Articulation des mesures administratives

Articulation des mesures administratives et des poursuites pénales pour soustraction à la reconduite à la frontière

Aux termes de l’article 112-1, alinéa 3, du Code pénal, les dispositions nouvelles s’appliquent aux infractions commises avant leur entrée en vigueur et n’ayant pas donné lieu à une condamnation passée en force de chose jugée lorsqu’elles sont moins sévères que les dispositions anciennes.

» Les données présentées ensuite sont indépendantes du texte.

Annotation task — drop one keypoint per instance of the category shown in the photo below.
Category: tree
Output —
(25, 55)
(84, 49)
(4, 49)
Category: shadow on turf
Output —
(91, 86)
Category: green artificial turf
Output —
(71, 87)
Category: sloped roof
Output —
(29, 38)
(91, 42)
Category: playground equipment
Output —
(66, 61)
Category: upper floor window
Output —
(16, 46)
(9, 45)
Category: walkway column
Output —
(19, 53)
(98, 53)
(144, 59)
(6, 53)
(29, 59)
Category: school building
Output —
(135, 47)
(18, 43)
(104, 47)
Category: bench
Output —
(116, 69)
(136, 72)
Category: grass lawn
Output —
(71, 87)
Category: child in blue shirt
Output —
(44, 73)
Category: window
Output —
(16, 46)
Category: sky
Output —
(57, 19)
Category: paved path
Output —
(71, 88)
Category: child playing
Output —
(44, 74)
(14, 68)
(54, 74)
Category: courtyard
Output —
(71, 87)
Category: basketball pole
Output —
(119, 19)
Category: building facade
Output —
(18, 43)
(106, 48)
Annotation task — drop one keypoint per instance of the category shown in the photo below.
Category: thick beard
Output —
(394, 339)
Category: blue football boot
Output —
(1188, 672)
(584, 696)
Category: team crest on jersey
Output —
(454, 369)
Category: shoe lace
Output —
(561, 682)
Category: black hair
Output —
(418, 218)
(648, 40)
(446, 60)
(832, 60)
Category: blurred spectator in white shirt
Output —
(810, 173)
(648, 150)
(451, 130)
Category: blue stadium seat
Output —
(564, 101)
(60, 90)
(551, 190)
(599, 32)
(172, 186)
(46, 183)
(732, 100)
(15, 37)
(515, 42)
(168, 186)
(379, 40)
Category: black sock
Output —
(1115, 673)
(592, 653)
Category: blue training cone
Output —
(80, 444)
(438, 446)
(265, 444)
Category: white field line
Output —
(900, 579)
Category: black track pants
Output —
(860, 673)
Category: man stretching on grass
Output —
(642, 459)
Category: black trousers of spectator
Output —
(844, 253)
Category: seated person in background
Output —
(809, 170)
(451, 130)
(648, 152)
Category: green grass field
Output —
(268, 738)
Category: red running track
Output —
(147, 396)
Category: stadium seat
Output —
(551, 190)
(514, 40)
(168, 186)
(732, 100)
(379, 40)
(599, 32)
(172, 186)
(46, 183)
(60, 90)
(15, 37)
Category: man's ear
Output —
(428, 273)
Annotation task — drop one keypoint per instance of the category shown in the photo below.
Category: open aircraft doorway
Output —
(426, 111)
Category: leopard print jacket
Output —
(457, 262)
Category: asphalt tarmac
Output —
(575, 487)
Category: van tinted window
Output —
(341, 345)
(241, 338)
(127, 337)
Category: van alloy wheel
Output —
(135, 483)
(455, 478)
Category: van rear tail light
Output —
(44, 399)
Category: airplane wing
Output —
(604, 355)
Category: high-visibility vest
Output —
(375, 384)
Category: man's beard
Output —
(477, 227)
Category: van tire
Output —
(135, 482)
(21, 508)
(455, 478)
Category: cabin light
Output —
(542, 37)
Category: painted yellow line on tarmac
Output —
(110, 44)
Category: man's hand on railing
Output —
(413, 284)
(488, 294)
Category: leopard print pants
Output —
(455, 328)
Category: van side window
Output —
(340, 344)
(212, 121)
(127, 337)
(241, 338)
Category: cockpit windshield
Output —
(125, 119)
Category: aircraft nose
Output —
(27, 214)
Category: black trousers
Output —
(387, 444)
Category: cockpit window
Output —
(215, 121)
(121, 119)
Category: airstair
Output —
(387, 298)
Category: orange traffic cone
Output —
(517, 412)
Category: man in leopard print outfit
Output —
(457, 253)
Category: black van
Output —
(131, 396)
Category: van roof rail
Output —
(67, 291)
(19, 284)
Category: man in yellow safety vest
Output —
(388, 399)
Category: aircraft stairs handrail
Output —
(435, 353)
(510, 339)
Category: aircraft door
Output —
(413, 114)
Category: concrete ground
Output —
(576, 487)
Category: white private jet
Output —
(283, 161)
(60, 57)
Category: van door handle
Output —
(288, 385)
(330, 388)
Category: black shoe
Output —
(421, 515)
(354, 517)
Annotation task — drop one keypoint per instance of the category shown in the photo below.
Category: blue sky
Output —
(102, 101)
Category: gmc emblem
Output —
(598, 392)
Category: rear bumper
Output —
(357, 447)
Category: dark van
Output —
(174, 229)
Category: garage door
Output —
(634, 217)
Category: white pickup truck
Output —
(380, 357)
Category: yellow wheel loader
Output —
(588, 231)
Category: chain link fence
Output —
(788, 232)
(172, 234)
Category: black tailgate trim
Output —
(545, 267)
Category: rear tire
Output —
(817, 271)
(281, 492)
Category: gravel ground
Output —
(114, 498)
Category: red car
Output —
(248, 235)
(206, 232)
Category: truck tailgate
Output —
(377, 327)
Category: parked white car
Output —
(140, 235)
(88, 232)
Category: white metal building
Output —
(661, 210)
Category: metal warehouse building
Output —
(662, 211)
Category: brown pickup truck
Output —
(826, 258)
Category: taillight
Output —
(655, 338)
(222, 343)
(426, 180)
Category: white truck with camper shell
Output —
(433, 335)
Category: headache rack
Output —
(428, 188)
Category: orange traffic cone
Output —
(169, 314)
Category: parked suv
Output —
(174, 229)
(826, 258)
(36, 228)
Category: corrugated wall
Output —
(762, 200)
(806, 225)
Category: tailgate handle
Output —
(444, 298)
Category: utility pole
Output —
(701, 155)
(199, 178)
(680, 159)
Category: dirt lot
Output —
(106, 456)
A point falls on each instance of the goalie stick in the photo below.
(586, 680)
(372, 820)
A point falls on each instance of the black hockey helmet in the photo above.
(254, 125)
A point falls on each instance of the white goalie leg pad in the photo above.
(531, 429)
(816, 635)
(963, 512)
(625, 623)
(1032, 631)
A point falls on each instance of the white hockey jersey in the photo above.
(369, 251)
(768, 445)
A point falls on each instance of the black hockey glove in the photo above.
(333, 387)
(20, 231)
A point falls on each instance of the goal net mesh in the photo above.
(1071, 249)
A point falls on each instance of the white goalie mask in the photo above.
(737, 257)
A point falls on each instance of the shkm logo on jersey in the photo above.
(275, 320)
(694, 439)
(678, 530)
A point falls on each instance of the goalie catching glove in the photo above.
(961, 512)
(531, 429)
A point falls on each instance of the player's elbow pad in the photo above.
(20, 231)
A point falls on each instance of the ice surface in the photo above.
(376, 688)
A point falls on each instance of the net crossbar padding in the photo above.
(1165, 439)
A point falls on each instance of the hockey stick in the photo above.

Il se déduit de l’article  L.624-1 du Code de l’entrée et du séjour des étrangers et du droit d’asile, dans sa rédaction issue de la loi du 31 décembre 2012, en suite des articles 8 et 15 de la directive du Parlement européen et du Conseil du 16 décembre 2008 relative aux normes et procédures communes applicables dans les États membres au retour des ressortissants de pays tiers en séjour irrégulier, qu’un étranger ayant fait l’objet d’un placement en rétention administrative ou d’une assignation à résidence ne peut être poursuivi du chef de soustraction à l’exécution d’une décision de reconduite à la frontière que si ces mesures administratives ont pris fin sans qu’il ait été procédé à son éloignement.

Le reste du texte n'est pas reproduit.